I looked at Sofi, and she had half turned her face to consider me. My eyes went to the pistol, then back to Sofi, and she seemed to get the message, eyes flickering first to the puppet of the Night Manager before back to me then blinking.
That didn’t go unnoticed, as the Night Manager’s eyes narrowed. “Shoot them n-“
Her order to shoot us was interrupted by the sound of my own gun barking, the ringing sound echoing across my ears only to be matched by the sound of crunching flesh and bone and the rush of wind being sucked into the hole. I’d nailed her right in the shoulder.
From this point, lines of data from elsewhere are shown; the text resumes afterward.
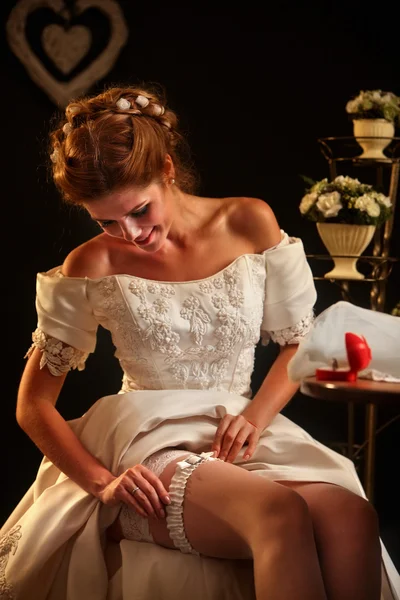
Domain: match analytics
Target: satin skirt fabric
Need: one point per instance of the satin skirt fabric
(53, 545)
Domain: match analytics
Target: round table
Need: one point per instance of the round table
(362, 391)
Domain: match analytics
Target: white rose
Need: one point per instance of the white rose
(347, 181)
(307, 201)
(329, 204)
(382, 199)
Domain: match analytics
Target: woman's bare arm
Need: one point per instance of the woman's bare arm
(38, 417)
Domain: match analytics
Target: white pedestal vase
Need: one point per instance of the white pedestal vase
(348, 241)
(377, 130)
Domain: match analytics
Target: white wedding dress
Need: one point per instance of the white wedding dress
(187, 354)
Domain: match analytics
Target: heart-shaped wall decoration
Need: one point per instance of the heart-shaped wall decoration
(66, 62)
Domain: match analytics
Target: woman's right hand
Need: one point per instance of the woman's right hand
(147, 501)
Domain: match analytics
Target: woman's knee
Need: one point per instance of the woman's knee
(282, 512)
(340, 513)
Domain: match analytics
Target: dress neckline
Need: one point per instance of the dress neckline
(57, 271)
(285, 241)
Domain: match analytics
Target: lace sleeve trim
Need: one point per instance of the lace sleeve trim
(59, 357)
(290, 335)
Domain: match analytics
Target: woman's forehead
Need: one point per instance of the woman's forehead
(120, 203)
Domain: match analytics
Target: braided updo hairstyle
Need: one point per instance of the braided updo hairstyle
(117, 139)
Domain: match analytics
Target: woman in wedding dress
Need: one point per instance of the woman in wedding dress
(181, 465)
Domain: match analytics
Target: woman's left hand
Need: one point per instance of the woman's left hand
(232, 434)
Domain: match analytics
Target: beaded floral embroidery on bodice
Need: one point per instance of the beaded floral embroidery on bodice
(179, 335)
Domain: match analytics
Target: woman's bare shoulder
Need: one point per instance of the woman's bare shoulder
(254, 220)
(90, 259)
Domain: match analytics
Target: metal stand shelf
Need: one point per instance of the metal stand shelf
(342, 150)
(345, 150)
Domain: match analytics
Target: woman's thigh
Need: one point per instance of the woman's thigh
(224, 506)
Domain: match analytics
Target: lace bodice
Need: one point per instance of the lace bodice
(178, 335)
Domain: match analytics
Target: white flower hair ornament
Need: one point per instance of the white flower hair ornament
(142, 101)
(54, 156)
(158, 110)
(67, 128)
(123, 104)
(72, 110)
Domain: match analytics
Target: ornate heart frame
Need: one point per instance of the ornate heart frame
(62, 92)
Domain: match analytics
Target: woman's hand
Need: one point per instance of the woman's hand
(146, 500)
(232, 434)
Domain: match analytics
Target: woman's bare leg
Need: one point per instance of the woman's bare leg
(347, 538)
(231, 513)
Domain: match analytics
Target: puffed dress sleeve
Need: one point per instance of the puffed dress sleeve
(290, 293)
(66, 327)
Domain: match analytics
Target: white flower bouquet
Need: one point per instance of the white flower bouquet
(345, 200)
(375, 104)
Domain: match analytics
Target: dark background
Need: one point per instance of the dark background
(255, 88)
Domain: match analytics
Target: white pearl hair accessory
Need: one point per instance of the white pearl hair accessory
(67, 128)
(142, 101)
(123, 104)
(158, 110)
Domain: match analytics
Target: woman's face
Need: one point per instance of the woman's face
(140, 215)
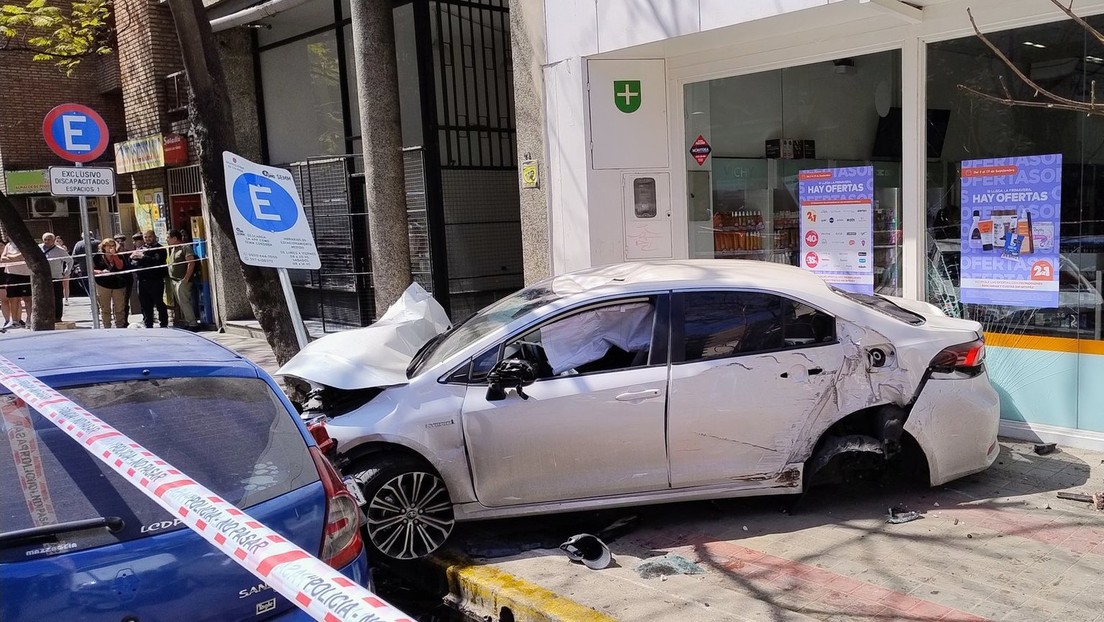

There was no screaming this time as someone was being pulled in. The Night Manager stared at me in distaste before with a snap her neck broke towards that shoulder. Half her head began to collapse towards it, bone snapping and flesh sinking. A jet of crimson gore blew out of her nose and ear as more of her was drawn into the hole in the world I’d created.
That’s when everything went straight to hell. The earth rumbled underneath my feet, and then moved all around, walls of stone bursting all around me, cutting everyone else off from sight as they rose, heading towards the ceiling of the cavern.
Underneath me the floor sank, falling as the stone moved like water to feed the walls. We were cut off from each other.